Smith said that as a woman serving in the military in recent years, she's been insulated from some of the gender gaps that exist in the civilian world.
"My paycheck is the same as (a male service member's) paycheck and has been throughout my career," she said. "I've had mentors from the time I was a lieutenant -- my captain mentored me, my XO, my company commander, and so on all the way through my career. Industry has not had that."
Smith said that she also had to thank many of her female mentors, some of whom did suffer from gender stereotyping during integration of women into the regular Army. One of her battalion commanders who began service in the Women's Army Corps told her as a woman in the military, it was difficult to have a family.
"She accepted that she would not have a husband or children because she wanted to devote herself to the United States Army," Smith said. "And she did."
Today, women like Smith are more accepted as military leaders who are also wives and mothers. Smith and her husband have four children.
However, Smith said the country still has gaps to fill where acceptance of women is concerned. During her first summer training at ICAF, the nearly 100-member faculty was going through its constructive criticism from students to determine what were valid concerns.
"In the midst of that discussion, a retired Navy captain stood up and said, 'Gentlemen, you get criticized for not moving around the room enough and I get criticized for my shoes,' and that shocked me," Smith said of the fellow female colleague.
She said that although nearly 60 percent of the college graduates in the nation are women, only 20 percent of the college students obtaining degrees in science, technology, engineering and math are women. Only 14 percent of the Fortune 500 companies are led by women, Smith said, and only 14 percent of women are in the military.
Smith said in the future, embracing women as equals should be done in a manner that is not divisive.
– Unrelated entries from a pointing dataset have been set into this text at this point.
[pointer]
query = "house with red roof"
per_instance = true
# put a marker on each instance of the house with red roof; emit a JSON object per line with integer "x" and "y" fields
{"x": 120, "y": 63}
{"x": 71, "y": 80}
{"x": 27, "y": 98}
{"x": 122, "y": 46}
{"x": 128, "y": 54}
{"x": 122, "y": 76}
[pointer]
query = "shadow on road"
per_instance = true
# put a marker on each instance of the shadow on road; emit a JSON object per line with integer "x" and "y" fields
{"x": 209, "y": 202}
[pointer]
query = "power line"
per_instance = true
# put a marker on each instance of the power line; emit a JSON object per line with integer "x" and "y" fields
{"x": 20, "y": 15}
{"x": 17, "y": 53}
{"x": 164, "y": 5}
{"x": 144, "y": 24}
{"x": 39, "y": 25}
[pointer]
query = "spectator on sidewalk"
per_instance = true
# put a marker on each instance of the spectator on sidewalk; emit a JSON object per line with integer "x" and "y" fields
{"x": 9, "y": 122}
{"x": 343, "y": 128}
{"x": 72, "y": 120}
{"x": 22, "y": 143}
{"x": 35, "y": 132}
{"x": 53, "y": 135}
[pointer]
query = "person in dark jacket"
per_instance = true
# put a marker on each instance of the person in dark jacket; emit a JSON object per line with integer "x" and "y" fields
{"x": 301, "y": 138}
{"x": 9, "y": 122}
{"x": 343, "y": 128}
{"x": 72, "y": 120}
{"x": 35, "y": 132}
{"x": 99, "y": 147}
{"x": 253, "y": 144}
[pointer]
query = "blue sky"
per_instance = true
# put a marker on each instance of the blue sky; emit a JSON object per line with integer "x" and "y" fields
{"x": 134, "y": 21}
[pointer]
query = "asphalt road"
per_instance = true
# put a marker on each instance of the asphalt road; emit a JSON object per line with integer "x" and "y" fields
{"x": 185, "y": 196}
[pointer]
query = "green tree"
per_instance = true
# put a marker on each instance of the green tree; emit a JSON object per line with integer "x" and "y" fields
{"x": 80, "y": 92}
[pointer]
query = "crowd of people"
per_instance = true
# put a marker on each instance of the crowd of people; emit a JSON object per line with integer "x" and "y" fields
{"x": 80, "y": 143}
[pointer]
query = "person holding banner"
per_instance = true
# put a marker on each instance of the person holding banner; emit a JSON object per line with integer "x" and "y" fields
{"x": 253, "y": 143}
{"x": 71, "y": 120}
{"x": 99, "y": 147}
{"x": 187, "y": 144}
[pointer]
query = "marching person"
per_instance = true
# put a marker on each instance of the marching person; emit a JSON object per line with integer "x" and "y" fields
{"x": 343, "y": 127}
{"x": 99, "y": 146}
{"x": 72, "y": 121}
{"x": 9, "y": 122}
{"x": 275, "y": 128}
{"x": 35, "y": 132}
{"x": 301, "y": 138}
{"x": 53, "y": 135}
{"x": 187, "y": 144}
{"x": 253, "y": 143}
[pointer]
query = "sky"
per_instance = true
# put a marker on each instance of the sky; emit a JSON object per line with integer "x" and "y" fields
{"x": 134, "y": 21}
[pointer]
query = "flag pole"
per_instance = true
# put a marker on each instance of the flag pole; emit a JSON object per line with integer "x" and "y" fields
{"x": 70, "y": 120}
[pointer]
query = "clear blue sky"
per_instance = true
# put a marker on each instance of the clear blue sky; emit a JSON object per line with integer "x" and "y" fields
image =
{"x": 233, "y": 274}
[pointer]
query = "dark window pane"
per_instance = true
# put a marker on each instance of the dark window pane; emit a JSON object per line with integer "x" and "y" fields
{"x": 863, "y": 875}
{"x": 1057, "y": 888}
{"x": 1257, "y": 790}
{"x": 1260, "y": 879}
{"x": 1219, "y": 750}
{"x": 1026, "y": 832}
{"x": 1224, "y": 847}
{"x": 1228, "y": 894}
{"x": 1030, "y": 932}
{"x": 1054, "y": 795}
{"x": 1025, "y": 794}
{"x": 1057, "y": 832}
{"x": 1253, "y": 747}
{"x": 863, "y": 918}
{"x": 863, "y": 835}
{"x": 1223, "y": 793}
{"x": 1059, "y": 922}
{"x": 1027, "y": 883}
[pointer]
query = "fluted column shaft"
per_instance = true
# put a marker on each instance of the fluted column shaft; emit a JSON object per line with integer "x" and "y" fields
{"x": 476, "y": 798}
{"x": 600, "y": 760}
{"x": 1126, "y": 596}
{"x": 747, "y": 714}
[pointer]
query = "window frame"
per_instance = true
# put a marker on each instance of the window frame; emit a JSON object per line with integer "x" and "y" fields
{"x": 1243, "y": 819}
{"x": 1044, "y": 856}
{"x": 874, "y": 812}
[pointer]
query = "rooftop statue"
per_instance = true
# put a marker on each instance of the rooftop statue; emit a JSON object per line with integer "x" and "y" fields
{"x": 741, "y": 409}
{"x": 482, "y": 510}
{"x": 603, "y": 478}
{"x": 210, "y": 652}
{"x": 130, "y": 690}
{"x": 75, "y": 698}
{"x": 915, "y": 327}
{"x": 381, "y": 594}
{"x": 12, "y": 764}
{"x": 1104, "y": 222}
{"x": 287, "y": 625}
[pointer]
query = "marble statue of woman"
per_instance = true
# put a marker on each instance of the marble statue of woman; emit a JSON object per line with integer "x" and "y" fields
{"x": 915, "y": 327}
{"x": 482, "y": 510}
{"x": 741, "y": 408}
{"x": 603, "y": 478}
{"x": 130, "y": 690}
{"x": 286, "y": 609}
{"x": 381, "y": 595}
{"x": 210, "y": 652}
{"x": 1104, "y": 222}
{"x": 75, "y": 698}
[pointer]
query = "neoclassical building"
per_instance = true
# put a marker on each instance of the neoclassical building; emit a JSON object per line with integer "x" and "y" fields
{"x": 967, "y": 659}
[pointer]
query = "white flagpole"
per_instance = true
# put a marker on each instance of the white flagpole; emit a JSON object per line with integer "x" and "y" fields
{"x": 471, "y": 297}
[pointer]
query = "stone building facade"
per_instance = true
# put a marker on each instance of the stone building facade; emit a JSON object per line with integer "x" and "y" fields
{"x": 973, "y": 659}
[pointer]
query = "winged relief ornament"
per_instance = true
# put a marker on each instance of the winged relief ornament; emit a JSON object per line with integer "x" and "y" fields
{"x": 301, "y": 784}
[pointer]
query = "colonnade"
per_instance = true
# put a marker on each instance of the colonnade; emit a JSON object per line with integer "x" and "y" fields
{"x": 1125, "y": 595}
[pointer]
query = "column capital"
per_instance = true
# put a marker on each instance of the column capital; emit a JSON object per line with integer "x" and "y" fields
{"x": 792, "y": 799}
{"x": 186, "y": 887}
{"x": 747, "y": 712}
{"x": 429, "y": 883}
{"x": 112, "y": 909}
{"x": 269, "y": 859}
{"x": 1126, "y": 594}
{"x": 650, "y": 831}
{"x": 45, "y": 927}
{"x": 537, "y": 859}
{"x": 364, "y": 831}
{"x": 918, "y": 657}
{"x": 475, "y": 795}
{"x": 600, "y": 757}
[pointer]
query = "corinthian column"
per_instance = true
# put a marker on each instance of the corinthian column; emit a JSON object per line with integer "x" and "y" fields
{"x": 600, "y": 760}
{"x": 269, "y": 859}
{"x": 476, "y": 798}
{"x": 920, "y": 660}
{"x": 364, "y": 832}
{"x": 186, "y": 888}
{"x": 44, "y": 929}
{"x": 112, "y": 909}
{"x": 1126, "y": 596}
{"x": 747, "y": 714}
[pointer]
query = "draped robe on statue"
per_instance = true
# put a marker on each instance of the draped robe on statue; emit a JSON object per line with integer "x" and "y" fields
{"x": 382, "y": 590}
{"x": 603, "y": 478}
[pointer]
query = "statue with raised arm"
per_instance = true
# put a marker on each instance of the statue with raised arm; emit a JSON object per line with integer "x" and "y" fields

She viewed the women's liberation movement in the 1960s and 70s as such because it taught women that they could achieve success without men, and that traditional roles of being a wife and mother were negative things.
"So rather than showing men were partners, they created divisiveness and women's groups -- professional women's groups -- were looked at as a threat," Smith said.
Citing women like Margaret Corbin, a woman who fought alongside men in the American Revolutionary War, and her own family members who began education programs for women in Appalachia, Smith said men and women can be equal partners in the future United States.
"America drew to itself a very special kind of woman," she said. "Women who were willing to endure grueling conditions to get here, and once they got here, to work side-by-side building, growing, raising children, working hard as partners with their men."